JPMorgan Chase (JPM 0.49%) is America's largest bank. It is good at just about every aspect of banking, has one of the most esteemed CEOs in Jamie Dimon, and trades at a high valuation. Its continued success may have investors wondering: What's next? How will the bank continue to grow and deliver strong returns when it's already doing so well?

One reason that I believe JPMorgan still has plenty of growth ahead of it is its current retail expansion, which is now more than halfway through its five-year plan and off to a very promising start.

Growing through bricks and mortar

In 2018, JPMorgan announced a $20 billion investment that would add 400 branches in new markets over a five-year period. It may be hard to believe, considering JPMorgan has more than $3 trillion in assets, but at the time, the bank didn't have a single retail branch in major cities like Boston, Philadelphia, and Washington, D.C. This goes to show that as big as JPMorgan is, there is also still a good chunk of the country it has yet to penetrate.

Building with Chase logo on it.

Image source: JPMorgan Chase.

It seemed a bit odd that JPMorgan wanted to add so many branches when most banks are eliminating them, but the plan was less about adding square footage and more about gaining a foothold in markets where the bank can do well.

Thus far, the numbers show a very promising start. The bank has launched 230 of its planned 400 branches and said it would be in all 48 contiguous states by the end of summer. CFO Jeremy Barnum said on JPMorgan's second-quarter earnings call that the branch plan so far has exceeded expectations, bringing in more than $7 billion of deposits and investments.

With recent FDIC deposit data, we can look at the bank's deposit growth by metropolitan statistical area (MSA) between June 30, 2020, and the same day of this year. Looking at a number of the new MSAs that JPMorgan has launched a retail presence in, it's clear the bank is off to a good start.

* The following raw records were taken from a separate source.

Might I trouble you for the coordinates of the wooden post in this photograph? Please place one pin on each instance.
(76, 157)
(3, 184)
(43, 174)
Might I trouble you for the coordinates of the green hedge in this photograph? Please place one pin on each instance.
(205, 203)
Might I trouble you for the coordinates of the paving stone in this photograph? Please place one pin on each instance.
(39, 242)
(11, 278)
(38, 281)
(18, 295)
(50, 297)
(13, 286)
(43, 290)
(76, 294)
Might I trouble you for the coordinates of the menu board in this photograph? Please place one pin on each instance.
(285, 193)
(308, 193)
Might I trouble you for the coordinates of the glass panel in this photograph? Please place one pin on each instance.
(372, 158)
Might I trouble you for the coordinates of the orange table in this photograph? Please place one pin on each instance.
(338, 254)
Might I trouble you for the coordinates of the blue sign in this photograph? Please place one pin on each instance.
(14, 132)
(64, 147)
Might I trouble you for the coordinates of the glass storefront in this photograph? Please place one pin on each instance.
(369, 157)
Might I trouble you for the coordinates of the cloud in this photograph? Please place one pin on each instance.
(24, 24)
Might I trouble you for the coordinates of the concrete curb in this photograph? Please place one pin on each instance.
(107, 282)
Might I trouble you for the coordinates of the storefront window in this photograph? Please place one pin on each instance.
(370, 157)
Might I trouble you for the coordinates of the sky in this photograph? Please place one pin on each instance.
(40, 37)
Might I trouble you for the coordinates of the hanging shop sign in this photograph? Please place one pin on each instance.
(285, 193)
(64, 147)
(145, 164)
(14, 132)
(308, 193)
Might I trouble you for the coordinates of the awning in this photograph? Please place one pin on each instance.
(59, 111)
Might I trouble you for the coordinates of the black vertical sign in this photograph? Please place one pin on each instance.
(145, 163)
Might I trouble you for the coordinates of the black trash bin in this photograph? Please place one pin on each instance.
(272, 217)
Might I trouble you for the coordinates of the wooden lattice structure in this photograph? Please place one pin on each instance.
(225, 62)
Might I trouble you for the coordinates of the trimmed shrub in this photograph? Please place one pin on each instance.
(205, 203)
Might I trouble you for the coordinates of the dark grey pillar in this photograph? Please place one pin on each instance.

Metropolitan Statistical Area Total Deposits (millions) (6/30/2021) Growth Rate From 2020
Charlotte-Concord-Gastonia, N.C.-S.C.  $132 1,971%
Durham-Chapel Hill, N.C. $263 94%
Greenville-Anderson, S.C.   $106 199%
Kansas City, Mo.-Kan. $139 181%
Minneapolis-St. Paul-Bloomington, Minn.-Wis. $275 134%
Nashville-Davidson--Murfreesboro--Franklin, Tenn. $232 227%
Pittsburgh, Pa. $139 290%
Providence-Warwick, R.I.-Mass. $93 100%
St. Louis, Mo.-Ill. $210 169% 
Baltimore-Columbia-Towson, Md. $154 233%
Boston-Cambridge-Newton, Mass.-N.H. $1,300 103%
Philadelphia-Camden-Wilmington, Pa.-N.J.-Del.-Md. $1,200 109%
Washington-Arlington-Alexandria, D.C.-Va.-Md.-W.Va. $1,700 81%

Source: FDIC

Now, some of those growth rates are obviously huge considering these branches are new and growing fairly quickly, but if you look at some of the MSAs where branches were launched in 2018 and 2019, such as Boston, Philly, and the greater D.C. area, they've each amassed more than $1 billion in deposits with the latter closing in on $2 billion. In Massachusetts, JPMorgan led all banks in terms of deposit growth over the past year.

Lots of growth ahead

Despite its massive size and strong performance -- after growing 24% this year, its ratio of price to tangible book value is 2.3 -- JPMorgan is capable of continuing to grow. There are still many areas in the U.S. and all over the world where the bank has not expanded. I would also expect that this retail expansion will be useful in growing the bank's business banking and asset and wealth management franchises as well.

Ultimately, the success in its branch expansion plan is just one reason I believe JPMorgan can continue to grow and produce strong returns for shareholders.